Perhaps the most dynamic of Led Zeppelin's "light and shade" songs, "Over the Hills and Far Away" appeared on the band's fifth album, Houses of the Holy. Like the other songs off that album, this was a further progression away from the band's original heavy blues into a more diverse and arrangement-rich brand of hard rock. Although released as a single on May 24, 1973, in the United States, it only peaked at number 51. It didn't matter: Zeppelin broke the Beatles' concert attendance record that same month in Tampa and continued to sell millions of records, and influence future musicians, without the aid of hit singles.

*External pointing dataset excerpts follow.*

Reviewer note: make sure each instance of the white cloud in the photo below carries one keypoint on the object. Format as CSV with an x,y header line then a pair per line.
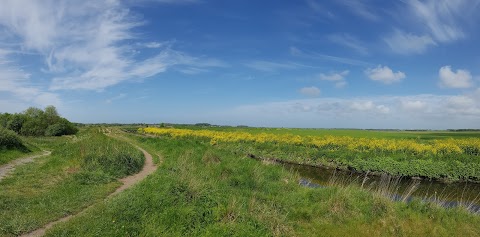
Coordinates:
x,y
269,66
415,105
450,79
384,74
360,8
118,97
87,44
17,83
408,112
338,78
310,91
294,51
348,41
443,18
406,43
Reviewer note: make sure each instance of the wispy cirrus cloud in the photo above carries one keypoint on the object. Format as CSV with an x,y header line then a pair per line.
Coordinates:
x,y
361,8
434,22
442,17
294,51
348,41
407,43
384,74
271,66
311,91
337,77
87,44
17,82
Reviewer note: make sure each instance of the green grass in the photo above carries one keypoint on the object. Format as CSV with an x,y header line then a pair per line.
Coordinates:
x,y
81,170
204,190
441,166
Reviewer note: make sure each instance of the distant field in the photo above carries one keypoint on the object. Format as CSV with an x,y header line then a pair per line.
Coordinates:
x,y
441,134
445,155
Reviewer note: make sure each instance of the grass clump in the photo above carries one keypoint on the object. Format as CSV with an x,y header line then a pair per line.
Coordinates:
x,y
204,190
9,140
81,170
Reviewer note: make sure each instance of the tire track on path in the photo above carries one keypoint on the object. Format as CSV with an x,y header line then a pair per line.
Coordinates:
x,y
6,169
148,168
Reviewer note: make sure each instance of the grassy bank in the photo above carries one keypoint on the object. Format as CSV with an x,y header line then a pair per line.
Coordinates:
x,y
450,159
81,170
204,190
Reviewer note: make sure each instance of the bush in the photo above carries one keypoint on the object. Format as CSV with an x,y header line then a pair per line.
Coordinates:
x,y
9,139
64,127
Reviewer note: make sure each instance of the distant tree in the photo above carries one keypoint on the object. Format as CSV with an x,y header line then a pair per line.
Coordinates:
x,y
37,122
4,118
16,122
51,115
62,127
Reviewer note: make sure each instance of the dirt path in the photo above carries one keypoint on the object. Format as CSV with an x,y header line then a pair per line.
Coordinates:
x,y
6,169
148,168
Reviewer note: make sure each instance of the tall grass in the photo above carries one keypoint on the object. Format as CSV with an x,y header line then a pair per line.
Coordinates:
x,y
81,170
9,140
200,190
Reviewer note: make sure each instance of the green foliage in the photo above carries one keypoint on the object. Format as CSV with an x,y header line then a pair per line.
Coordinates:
x,y
37,122
9,140
61,127
73,177
200,190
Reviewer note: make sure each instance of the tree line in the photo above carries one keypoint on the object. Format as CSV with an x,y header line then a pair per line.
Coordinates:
x,y
37,122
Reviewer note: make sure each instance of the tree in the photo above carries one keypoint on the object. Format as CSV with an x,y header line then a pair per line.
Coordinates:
x,y
16,122
51,115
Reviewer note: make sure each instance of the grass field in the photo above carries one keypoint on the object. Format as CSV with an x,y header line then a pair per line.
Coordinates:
x,y
200,189
423,154
422,135
204,190
81,170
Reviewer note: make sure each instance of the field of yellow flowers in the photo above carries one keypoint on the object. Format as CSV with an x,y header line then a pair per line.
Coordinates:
x,y
450,146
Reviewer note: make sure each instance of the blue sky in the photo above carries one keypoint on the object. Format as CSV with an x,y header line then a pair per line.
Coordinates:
x,y
341,64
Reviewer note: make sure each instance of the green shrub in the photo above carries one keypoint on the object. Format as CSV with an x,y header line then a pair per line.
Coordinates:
x,y
63,127
9,139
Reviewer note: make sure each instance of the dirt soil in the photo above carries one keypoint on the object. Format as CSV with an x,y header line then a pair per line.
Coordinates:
x,y
6,169
148,168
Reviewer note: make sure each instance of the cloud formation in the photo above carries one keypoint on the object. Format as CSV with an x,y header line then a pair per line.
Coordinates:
x,y
348,41
407,43
450,79
310,91
384,74
337,77
403,112
87,44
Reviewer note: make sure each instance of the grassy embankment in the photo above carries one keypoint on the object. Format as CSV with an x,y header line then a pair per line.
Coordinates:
x,y
205,190
13,147
450,156
81,170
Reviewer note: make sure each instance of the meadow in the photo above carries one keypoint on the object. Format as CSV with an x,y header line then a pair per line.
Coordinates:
x,y
205,190
414,154
206,184
81,170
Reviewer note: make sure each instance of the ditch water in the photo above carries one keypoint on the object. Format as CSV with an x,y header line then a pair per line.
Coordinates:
x,y
465,194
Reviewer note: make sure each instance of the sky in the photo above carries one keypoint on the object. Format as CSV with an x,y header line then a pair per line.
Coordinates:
x,y
405,64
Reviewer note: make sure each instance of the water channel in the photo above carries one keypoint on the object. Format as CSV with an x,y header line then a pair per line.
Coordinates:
x,y
454,194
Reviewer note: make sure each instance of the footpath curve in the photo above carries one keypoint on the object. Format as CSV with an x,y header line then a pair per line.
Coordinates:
x,y
148,168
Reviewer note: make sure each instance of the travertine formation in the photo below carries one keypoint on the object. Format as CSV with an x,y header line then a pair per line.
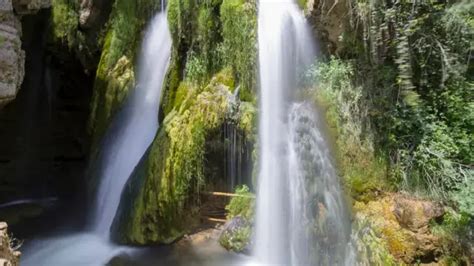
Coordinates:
x,y
12,57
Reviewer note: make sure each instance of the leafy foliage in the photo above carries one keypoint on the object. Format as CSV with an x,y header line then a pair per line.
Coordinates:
x,y
243,206
416,78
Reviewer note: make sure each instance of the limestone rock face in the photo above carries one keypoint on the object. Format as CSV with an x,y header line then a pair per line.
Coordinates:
x,y
402,223
12,57
8,256
329,18
24,7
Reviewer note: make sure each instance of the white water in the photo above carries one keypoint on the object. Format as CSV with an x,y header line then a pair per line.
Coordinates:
x,y
126,141
137,124
297,182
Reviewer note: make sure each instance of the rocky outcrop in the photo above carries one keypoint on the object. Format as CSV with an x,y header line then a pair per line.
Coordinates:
x,y
8,255
402,226
12,57
329,18
24,7
236,235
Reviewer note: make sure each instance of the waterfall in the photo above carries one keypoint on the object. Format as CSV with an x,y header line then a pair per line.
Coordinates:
x,y
125,142
135,127
301,218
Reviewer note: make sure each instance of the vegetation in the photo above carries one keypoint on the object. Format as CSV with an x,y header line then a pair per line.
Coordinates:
x,y
237,235
398,99
406,96
209,37
115,72
243,206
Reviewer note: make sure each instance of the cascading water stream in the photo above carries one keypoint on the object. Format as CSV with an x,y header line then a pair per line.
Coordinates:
x,y
125,142
301,217
135,127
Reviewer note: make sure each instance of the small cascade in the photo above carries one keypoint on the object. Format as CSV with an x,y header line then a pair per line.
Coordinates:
x,y
135,127
301,217
125,142
316,199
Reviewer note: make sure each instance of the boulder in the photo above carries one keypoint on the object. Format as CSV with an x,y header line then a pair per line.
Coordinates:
x,y
402,224
415,215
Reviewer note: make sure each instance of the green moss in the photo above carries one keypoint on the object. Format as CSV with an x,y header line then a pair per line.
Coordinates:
x,y
455,234
363,170
248,119
302,4
65,22
237,240
372,250
110,89
173,170
115,72
239,31
243,206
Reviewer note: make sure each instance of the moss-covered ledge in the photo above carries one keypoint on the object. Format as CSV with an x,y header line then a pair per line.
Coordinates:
x,y
160,202
115,74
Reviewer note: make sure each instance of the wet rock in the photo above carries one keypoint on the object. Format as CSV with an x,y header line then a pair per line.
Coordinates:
x,y
415,215
8,255
236,235
94,13
24,7
329,18
12,57
402,225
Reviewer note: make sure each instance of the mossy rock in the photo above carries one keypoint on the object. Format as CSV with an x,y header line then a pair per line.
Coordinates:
x,y
236,235
110,89
400,228
237,232
157,205
116,69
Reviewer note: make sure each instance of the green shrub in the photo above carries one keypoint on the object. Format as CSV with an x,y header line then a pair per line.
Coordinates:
x,y
243,206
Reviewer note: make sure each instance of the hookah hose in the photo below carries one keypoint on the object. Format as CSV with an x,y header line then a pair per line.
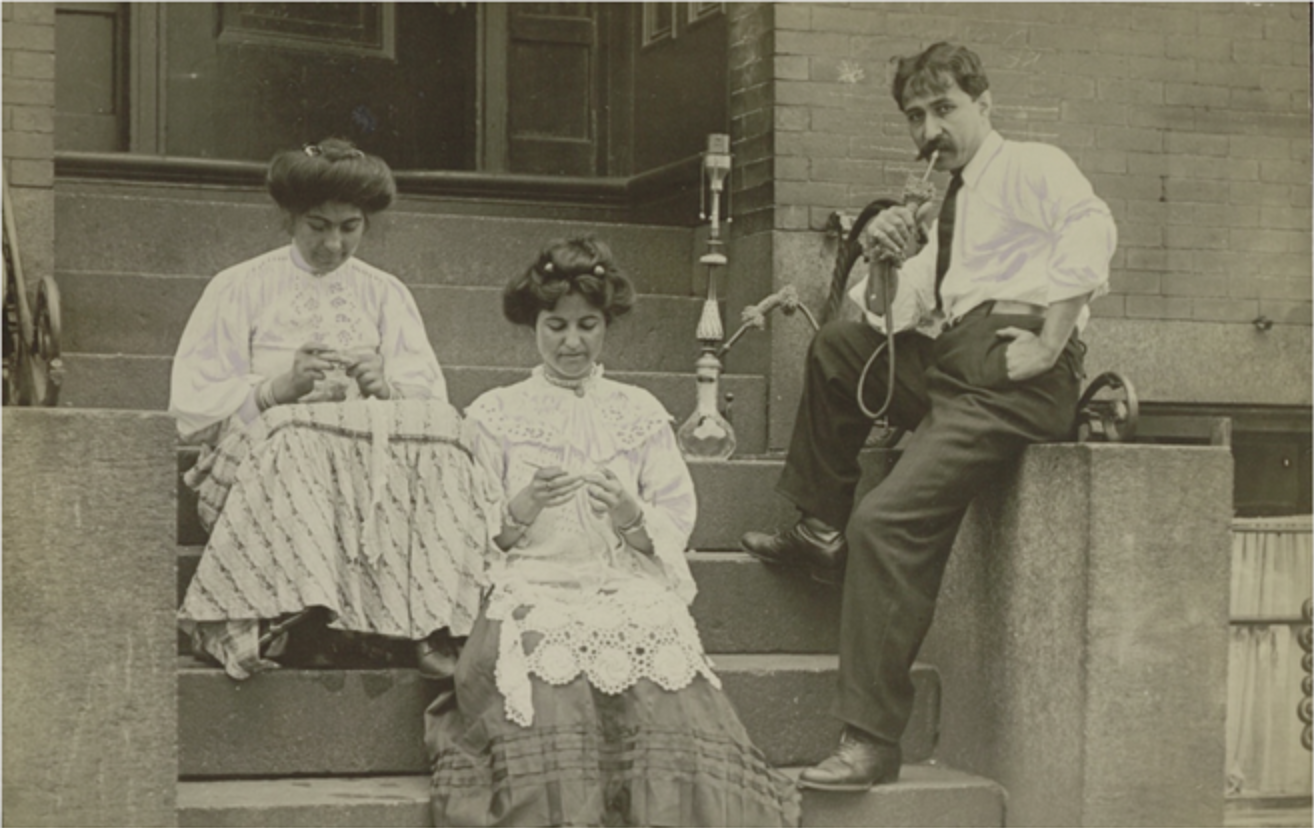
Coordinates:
x,y
915,195
887,277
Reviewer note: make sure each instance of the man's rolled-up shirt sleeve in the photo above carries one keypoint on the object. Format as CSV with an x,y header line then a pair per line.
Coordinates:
x,y
1082,225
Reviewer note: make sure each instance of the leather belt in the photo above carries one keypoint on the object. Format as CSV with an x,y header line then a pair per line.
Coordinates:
x,y
999,308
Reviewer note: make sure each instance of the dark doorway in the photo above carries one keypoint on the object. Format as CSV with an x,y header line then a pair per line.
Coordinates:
x,y
247,79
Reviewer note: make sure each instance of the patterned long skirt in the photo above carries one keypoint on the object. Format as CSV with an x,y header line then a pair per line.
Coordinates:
x,y
368,509
645,756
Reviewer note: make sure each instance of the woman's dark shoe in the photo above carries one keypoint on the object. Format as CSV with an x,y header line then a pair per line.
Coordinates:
x,y
857,764
436,656
800,547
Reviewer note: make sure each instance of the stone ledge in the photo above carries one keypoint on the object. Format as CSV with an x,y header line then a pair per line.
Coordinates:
x,y
1082,634
925,797
275,724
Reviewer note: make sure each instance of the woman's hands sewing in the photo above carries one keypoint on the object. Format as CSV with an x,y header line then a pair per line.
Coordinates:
x,y
367,368
308,366
313,360
607,496
549,486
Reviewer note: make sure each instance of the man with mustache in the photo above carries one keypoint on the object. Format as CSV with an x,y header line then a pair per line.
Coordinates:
x,y
988,362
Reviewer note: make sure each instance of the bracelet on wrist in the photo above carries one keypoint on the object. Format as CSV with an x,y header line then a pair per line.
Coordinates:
x,y
264,398
511,522
634,526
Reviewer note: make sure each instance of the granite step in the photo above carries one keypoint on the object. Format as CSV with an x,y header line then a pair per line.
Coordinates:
x,y
124,312
199,231
371,722
142,383
925,797
733,496
741,606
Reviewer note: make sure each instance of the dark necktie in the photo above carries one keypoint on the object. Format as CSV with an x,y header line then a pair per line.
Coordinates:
x,y
945,231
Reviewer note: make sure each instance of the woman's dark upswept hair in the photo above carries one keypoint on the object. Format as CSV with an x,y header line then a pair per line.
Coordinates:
x,y
333,170
581,266
925,72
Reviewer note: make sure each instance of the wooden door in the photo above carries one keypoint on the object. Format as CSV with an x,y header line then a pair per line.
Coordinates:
x,y
91,83
551,90
247,79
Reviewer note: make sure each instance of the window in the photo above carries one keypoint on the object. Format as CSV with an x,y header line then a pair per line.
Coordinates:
x,y
662,20
658,23
352,28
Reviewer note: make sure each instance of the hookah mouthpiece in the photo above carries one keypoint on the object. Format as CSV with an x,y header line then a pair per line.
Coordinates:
x,y
919,191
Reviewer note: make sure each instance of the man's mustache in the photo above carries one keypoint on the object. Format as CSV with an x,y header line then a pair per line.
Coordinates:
x,y
936,145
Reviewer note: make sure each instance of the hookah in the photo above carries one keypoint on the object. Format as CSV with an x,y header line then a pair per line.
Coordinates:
x,y
701,435
707,435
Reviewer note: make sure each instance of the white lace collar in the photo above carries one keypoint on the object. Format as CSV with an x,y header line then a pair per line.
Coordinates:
x,y
578,388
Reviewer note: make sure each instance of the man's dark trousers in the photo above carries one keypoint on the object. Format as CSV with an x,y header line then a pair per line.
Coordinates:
x,y
971,422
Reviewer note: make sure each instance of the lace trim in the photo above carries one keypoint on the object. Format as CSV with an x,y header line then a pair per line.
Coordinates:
x,y
611,638
538,413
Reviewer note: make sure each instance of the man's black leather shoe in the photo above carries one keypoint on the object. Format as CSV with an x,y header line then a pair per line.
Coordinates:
x,y
857,764
799,546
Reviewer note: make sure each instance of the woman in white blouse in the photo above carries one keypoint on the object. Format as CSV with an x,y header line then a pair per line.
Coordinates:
x,y
582,695
331,473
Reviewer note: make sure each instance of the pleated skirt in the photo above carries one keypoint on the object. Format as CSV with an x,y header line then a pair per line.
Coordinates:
x,y
367,509
645,756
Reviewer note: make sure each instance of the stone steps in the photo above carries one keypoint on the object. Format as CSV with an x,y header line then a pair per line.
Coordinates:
x,y
925,797
741,606
201,230
142,383
733,496
122,312
335,722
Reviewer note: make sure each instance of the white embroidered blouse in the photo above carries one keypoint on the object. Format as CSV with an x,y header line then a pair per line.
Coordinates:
x,y
252,317
572,597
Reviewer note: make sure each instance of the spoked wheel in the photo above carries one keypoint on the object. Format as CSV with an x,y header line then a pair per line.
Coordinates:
x,y
47,368
11,314
1108,410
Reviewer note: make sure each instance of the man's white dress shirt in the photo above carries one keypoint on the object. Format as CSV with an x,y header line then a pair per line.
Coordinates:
x,y
1028,229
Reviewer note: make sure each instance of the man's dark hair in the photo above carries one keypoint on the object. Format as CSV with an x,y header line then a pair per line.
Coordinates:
x,y
927,72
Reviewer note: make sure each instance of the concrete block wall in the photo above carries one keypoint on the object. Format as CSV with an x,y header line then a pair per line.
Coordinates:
x,y
90,598
1082,634
29,130
1191,120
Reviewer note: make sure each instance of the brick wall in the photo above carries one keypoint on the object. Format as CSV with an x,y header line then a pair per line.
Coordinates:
x,y
1191,120
29,130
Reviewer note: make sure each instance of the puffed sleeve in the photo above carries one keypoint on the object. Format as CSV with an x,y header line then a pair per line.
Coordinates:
x,y
489,455
670,507
409,362
212,377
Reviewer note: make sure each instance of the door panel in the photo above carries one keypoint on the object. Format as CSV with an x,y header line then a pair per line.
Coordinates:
x,y
90,112
551,88
245,80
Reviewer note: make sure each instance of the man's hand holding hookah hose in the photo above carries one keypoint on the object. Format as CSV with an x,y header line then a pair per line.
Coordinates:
x,y
896,233
888,239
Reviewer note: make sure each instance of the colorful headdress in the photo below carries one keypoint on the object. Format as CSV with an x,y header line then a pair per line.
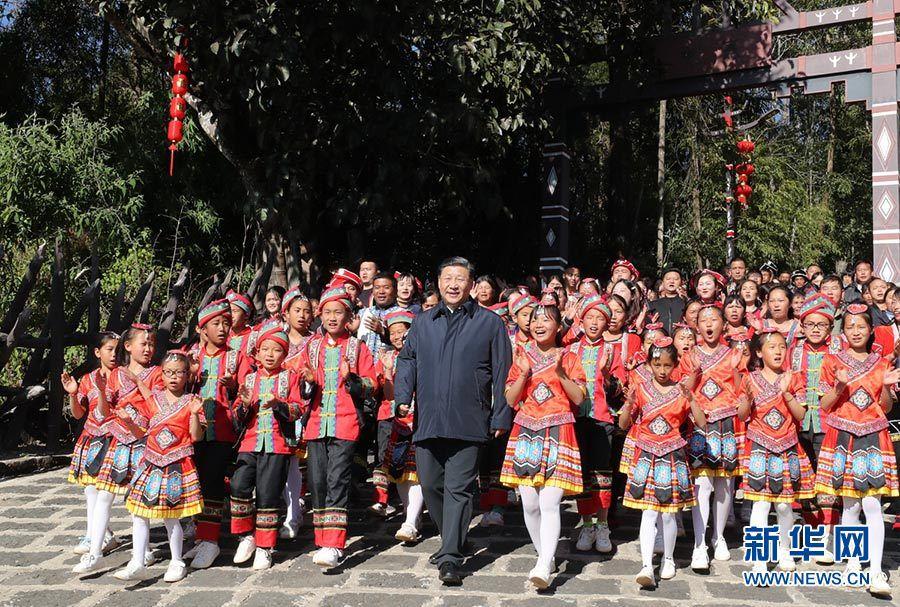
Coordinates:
x,y
289,297
273,330
624,263
500,309
518,301
594,302
220,307
335,293
404,316
817,304
344,276
857,309
240,300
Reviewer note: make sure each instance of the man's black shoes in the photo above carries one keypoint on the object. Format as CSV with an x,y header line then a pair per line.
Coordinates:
x,y
449,574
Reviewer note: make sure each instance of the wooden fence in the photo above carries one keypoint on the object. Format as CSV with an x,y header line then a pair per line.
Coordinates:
x,y
35,407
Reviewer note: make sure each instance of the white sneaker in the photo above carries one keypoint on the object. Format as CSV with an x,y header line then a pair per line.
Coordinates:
x,y
175,572
288,531
539,576
645,578
721,551
110,542
667,570
700,559
262,559
327,558
83,546
657,543
131,571
87,564
602,543
826,558
492,519
786,561
205,555
244,551
586,538
407,533
878,584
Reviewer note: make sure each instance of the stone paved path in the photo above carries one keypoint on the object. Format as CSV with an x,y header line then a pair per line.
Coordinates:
x,y
41,518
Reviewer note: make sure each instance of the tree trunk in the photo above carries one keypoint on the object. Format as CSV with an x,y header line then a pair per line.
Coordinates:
x,y
661,186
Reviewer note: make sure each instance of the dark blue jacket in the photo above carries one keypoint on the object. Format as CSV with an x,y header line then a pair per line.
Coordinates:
x,y
455,363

The acoustic introduction is a variation of Jimmy Page's own "White Summer," which was itself a complete lift of Davey Graham's "She Moved Thro' the Fair." Like most Page riffs, this one is instantly memorable as it seamlessly flows from its more pastoral beginning into the crunchy and beguiling main theme. Robert Plant's vocals were still impossibly high at this point, but this would fade quickly as Plant's voice permanently lowered in late 1972. The lyrics aren't exactly poetry but are clever in their own coyly aphoristic way. They outline a typical theme for the band: an epic quest. While ostensibly a search for elusive freedom or knowledge, it turns out Plant is just as content this time merely finding a girl and having "...a pocketful full of (Acapulco) gold..." As usual, John Paul Jones and John Bonham provide a flawless rhythmic backing for the piece.
The song was previewed live during the band's eighth American tour in the summer of 1972 in a version very similar to the album one. By the next year's concerts, the solo had lengthened, but Plant couldn't hit the high notes anymore. An almost spoken vocal arrangement became the singer's norm for "Over the Hills" from this point forward.
Less plodding and bombastic than similar hard-folk amalgams by groups such as Jethro Tull, "Over the Hills and Far Away" has an eye for detail (check out Jones' nifty harpsichord outro) and a ton of finesse, elements that Led Zeppelin's followers seemingly couldn't grasp, despite their much ballyhooed lip service to the band.